No pasaron ni dos horas y recibí un email de Isabel. Se presentaba, me dijo que era de la empresa Arconi Solutions y que ellos están desarrollando proyectos en África y que les gustaría poder ayudarme. Me pidieron la documentación que tenía a ver qué podían hacer y se la envié. Les envié el documento con las necesidades de consumo y estimación del coste del proyecto que había hecho Javier, el ingeniero que me hizo el enorme favor de ir a visitar Netia-Natete para preparar ese documento. También les envié los presupuestos locales para la renovación del tendido eléctrico y la rehabilitación de la sala del generador de respaldo, así como el presupuesto (desorbitado) que había facilitado el proveedor de Maputo. Soy consciente que no es mucha información, pero es todo lo que tengo y, sin duda, es mucho más que lo que tenía cuando empecé a caminar hace dos años.
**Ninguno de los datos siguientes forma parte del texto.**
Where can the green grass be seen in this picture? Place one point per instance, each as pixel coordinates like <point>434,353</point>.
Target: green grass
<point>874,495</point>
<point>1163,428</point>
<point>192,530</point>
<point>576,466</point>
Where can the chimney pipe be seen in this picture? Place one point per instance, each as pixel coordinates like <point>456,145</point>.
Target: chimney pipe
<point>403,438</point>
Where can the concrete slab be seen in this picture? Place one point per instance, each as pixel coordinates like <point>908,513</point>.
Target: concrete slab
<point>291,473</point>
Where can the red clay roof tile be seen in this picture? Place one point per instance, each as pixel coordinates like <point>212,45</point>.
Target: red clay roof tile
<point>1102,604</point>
Me dijeron que lo iban a estudiar e intentaría cuadrar una reunión en unos días cuando regresase su jefe. Sinceramente, no sé si les encajará el proyecto o no. No sé si su jefe lo verá interesante o no. No sé si lo que busco es un imposible o inalcanzable para un simple particular. No sé si Arconi Solutions se unirán a esta aventura o no. Lo que sí sé, es que de las 28 empresas a las que escribí, tan sólo Arconi Solutions (y más concretamente Isabel), se tomó las molestias de responderme y eso lo valoro mucho, porque me lancé con todo esto convencido en que si alguien podría ayudar a hacer esto posible serían las personas, porque las siglas, las empresas y los colores son conceptos intangibles,  pero con el tiempo me voy dando cuenta que cada vez es más difícil conectar con esas personas que necesito para poder ayudar.

Muchas gracias Isabel por haber respondido a mi email y también a ti, Andrés, por la breve conversación en LikedIn. Pase lo que pase, encaje o no os encaje el proyecto, se pueda hacer algo o no, a mi ya me habeis ganado porque me habeis demostrado no sólo vuestra profesionalidad, también me habéis demostrado que teneis humanidad., algo que parece que escasea hoy en día. Muchas gracias por las molestias que os habéis tomado al responder y por vuestro tiempo. Os lo agradezco de corazón.